Qui a l’intérêt d’utiliser l’indice de comédogénicité?


L’indice de comédogénicité peut vous guider dans votre choix des produits cosmétiques:

  • Si votre peau produit facilement des réactions acnéiques
  • Si vos pores sont dilatés
  • Si vous avez tendance à réagir aux produits cosmétiques
  • Si vous avez peur d’utiliser de nouveaux produits


Comment bien utiliser l’indice de comédogénicité?


  • Quand l’ingrédient est appliqué dans son état pur. C’est le cas des huiles, des beurres et des cires botaniques. 
  • Quand les ingrédients à indice élevé (indice 4-5) figurent en haut de la liste INCI (vérifiez les 5 premiers ingrédients). Si c’est le cas ils peuvent être responsables de vos réactions cutanées. 
  • Quand le produit cosmétique revendique une composition spécialement développée pour les peaux réactives à tendance acnéique et ne comporte que des ingrédients absolument négatifs (indice 0-1). 
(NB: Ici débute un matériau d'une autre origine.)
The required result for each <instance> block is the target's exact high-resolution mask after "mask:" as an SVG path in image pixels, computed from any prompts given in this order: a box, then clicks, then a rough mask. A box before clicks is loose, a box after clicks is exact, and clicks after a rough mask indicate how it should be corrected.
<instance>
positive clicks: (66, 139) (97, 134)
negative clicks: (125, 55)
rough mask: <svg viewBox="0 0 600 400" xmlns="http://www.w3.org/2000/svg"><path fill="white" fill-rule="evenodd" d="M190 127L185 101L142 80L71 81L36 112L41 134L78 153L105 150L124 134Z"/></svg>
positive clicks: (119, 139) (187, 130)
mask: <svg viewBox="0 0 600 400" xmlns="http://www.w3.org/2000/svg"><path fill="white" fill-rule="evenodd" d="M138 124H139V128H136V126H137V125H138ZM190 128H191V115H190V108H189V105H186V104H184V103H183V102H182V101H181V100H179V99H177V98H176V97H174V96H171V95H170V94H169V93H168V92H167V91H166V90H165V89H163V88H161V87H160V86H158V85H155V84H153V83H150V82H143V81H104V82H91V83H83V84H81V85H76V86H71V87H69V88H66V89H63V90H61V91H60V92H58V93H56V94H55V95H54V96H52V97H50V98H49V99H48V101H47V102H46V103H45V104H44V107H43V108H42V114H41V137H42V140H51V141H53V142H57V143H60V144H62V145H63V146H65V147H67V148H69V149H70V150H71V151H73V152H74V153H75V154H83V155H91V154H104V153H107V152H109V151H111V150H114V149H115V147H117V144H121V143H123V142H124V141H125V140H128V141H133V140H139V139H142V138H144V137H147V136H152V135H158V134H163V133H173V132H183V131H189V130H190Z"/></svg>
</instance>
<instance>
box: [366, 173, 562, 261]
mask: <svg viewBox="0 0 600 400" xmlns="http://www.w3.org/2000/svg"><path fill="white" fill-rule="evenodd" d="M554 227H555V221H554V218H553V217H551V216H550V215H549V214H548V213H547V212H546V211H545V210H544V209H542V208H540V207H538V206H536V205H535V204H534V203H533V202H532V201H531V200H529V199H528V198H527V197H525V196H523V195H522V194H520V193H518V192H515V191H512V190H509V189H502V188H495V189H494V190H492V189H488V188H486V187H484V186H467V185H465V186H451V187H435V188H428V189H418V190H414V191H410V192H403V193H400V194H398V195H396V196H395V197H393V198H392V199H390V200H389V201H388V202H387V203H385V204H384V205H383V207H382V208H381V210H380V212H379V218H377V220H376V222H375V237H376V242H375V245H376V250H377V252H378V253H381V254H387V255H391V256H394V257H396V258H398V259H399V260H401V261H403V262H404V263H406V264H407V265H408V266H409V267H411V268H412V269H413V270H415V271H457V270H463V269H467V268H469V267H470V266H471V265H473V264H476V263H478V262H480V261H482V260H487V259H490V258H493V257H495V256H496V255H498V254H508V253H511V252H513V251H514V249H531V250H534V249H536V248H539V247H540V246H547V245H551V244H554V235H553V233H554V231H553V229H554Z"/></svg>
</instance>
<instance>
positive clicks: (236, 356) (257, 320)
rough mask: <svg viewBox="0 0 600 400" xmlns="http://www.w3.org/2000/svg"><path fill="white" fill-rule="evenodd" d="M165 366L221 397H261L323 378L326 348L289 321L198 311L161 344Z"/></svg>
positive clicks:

Ce qu’il ne faut pas faire:

  • Vérifier les ingrédients au-delà de la 5ème position de la liste INCI. 
  • Jeter les produits que vous utilisez et qui vous conviennent alors qu’ils contiennent quelques ingrédients à indice élevé.

En conclusion, l’indice de comédogénicité permet dans certaines situations de limiter les risques d’apparition des imperfections, c’est à nous de l’utiliser judicieusement sans transformer l’analyse de la liste INCI en « chasse aux sorcières ». 

Et vous, utilisez-vous le tableau des ingrédients comédogènes pour choisir vos cosmétiques ? 



Sources: 


ZD Draelos and JC DiNardo, A re-evaluation of the comedogenicity concept, J Am Acad Dermatol 2006, 54, 507-512.